Services were Tuesday in Dallas for Mr. Goldman. He was buried in Hillcrest Memorial Park.
Mr. Goldman was a physics major at Drexel University in Philadelphia when the late Ira Corn of Dallas recruited him in 1968 to win international bridge titles for the United States. Mr. Corn's mission was a success. From 1969 through 1974, Mr. Goldman was on the U.S. team that ended Italian domination of the game. The Aces won world championships in 1970, 1971 and 1979 and the mixed teams' title in 1972.
Mr. Goldman was a four-time world champion who won 19 North American titles. Bill Landow of Philadelphia, who had known Mr. Goldman since 1960, said his friend wasn't a charismatic leader but rather "the cement and the glue, the work hard and stay-up-all-night and figure-out-what-it-would-take-to-win guy."
"He was a grinder, the guy you wanted in the trench with you," Mr. Landow said. "He was the guy who would fight to the last and never take credit."
Mr. Goldman played cards with his family growing up and was introduced to bridge in college, said his wife, Bettianne Goldman.
"I think he'd like to be remembered as a great teacher," Mrs.
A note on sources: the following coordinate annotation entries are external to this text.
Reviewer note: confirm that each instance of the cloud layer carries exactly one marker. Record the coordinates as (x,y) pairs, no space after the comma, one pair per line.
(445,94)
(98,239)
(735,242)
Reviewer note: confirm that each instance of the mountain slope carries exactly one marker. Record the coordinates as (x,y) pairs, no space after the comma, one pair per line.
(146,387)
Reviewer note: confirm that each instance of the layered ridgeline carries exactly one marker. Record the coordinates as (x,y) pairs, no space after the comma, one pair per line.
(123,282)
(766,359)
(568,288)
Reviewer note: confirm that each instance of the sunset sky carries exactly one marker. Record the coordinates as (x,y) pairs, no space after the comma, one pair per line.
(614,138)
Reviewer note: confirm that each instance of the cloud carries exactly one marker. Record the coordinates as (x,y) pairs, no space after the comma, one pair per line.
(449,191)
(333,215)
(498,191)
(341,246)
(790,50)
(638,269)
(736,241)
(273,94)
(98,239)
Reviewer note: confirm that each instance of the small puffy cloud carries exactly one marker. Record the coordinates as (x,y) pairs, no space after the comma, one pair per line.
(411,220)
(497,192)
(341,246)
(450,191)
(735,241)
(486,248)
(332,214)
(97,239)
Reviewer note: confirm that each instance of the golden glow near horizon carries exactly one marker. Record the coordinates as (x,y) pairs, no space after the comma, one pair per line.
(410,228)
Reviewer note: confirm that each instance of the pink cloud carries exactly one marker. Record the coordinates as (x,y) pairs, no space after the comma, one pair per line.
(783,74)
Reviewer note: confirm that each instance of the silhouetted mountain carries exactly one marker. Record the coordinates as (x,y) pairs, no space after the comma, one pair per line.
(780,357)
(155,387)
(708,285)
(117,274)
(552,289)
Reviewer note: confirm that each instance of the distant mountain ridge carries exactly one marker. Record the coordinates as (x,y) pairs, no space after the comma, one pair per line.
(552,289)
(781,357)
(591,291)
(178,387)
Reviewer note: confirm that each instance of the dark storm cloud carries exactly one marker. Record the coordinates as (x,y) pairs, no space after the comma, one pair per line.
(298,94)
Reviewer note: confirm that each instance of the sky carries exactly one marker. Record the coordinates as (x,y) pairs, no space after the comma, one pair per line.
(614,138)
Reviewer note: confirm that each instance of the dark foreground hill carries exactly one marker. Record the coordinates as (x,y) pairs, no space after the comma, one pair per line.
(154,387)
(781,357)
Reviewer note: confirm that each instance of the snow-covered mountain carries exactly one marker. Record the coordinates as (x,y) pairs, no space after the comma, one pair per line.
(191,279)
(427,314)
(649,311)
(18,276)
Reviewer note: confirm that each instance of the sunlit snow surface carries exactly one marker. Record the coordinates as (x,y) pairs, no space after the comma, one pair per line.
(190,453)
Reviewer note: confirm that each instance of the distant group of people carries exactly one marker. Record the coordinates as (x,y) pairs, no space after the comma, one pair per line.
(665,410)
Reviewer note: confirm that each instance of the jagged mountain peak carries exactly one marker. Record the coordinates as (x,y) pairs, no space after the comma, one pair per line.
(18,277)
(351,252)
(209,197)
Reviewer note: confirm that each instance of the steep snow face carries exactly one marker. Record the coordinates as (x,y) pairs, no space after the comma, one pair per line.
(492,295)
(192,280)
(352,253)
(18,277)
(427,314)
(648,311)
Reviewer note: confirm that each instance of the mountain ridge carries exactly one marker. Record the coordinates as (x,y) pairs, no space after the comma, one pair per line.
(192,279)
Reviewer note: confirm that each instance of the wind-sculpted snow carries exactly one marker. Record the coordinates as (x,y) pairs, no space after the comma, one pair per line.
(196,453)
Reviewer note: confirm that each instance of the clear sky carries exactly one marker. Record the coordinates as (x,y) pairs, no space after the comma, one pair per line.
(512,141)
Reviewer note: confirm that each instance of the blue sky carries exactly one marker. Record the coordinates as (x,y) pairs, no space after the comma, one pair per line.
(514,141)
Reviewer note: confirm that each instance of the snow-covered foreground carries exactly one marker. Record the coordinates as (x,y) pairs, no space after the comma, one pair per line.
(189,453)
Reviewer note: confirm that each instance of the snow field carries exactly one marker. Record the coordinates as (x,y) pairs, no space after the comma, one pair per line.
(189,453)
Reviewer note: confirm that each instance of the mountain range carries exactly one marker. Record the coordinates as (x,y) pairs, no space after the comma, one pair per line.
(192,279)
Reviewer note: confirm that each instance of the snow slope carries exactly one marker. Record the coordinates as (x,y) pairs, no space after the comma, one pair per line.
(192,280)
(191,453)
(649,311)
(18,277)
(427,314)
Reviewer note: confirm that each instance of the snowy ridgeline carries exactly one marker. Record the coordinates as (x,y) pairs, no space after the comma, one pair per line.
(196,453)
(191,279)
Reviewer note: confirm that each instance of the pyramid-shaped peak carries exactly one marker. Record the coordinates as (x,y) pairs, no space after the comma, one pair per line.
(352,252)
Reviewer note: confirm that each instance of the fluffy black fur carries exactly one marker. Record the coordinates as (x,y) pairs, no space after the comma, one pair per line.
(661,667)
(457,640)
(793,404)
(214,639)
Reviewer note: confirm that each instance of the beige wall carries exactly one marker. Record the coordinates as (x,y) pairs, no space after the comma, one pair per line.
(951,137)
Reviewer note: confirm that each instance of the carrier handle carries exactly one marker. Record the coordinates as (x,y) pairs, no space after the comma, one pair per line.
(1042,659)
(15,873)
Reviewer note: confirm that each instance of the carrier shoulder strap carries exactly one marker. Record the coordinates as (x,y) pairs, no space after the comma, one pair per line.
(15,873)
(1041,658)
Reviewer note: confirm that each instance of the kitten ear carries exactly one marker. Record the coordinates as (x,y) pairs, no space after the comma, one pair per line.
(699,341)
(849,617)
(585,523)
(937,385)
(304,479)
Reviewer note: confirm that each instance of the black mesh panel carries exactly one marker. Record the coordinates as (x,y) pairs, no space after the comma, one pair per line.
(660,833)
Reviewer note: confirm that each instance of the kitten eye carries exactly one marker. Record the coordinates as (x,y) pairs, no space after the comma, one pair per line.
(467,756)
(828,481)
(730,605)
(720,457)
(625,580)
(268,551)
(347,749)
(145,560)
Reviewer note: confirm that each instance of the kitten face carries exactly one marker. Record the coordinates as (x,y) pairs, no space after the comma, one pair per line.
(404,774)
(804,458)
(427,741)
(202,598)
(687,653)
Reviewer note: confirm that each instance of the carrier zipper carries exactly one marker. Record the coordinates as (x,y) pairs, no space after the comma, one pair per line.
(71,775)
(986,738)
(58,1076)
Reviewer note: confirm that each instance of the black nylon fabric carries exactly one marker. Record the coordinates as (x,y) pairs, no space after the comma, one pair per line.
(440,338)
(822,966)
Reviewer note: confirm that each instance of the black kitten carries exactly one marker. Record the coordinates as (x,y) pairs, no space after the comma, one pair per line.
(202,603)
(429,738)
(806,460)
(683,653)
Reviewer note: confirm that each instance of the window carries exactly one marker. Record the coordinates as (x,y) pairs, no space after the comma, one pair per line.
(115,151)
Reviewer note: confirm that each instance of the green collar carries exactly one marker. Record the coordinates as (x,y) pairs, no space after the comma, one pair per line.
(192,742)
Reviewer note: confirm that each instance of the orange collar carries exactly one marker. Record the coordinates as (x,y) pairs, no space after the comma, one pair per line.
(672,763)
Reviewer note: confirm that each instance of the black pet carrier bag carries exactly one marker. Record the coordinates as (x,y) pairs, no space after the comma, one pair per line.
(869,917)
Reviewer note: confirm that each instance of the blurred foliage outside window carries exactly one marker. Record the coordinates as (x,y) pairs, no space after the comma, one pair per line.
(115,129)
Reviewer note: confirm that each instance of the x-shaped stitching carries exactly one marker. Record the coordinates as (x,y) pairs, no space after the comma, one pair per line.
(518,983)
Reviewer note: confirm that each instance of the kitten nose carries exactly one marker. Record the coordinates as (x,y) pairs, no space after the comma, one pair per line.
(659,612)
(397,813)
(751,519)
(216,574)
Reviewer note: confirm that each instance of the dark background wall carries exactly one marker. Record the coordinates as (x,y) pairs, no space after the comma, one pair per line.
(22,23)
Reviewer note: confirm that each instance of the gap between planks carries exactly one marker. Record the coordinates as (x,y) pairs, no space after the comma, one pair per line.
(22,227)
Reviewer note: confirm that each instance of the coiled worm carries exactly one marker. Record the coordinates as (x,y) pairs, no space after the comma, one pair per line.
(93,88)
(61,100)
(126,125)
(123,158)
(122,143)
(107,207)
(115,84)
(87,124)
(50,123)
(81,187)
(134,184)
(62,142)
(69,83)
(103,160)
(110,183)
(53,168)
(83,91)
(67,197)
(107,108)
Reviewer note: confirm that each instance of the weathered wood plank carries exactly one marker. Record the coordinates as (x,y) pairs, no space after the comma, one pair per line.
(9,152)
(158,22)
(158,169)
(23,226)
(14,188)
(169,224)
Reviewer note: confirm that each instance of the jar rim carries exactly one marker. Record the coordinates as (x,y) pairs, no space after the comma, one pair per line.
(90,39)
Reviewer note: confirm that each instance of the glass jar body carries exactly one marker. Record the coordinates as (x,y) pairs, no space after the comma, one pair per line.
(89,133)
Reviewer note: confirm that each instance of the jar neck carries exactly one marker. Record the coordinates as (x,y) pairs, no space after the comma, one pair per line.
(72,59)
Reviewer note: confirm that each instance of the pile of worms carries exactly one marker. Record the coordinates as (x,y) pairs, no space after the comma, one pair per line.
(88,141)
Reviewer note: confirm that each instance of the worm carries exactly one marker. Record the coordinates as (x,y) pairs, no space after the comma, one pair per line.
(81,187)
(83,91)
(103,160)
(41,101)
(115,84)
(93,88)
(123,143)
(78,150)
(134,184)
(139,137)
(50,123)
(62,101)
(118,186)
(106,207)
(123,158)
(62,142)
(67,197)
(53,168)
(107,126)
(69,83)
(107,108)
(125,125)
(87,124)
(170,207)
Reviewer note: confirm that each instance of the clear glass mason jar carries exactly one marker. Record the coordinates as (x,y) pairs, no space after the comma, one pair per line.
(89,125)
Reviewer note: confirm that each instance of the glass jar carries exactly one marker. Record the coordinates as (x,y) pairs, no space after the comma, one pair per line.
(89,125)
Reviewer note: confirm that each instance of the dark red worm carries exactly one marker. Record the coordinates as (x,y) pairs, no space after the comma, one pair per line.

Goldman said. Her husband loved bridge as a mental puzzle and believed the card game could keep the mind going into old age, Mrs. Goldman said. He was an early advocate of teaching and coaching bridge with computer programs. He created a mind game for his son, which the boy's junior high adopted for its computer lab. He supported teaching bridge on the Internet. Mr. Goldman was named the contract bridge association's Honorary Member of the Year in 1999 for "unselfish dedication to the causes of good conduct, worthy participation and ethical behavior."
With the brief exception of some consulting work for an Irving-based cable television venture, Mr. Goldman earned his living playing bridge in his adult life.
In addition to his wife, Mr. Goldman is survived by a son, Quinn Goldman of Highland Village; two stepdaughters, Cherri McKinstry of Grapevine, and Rennee DeSayeof Atlanta; and a stepson, Russel Taylor of Atlanta.
Memorials may be made to the American Diabetes Association or a charity of choice.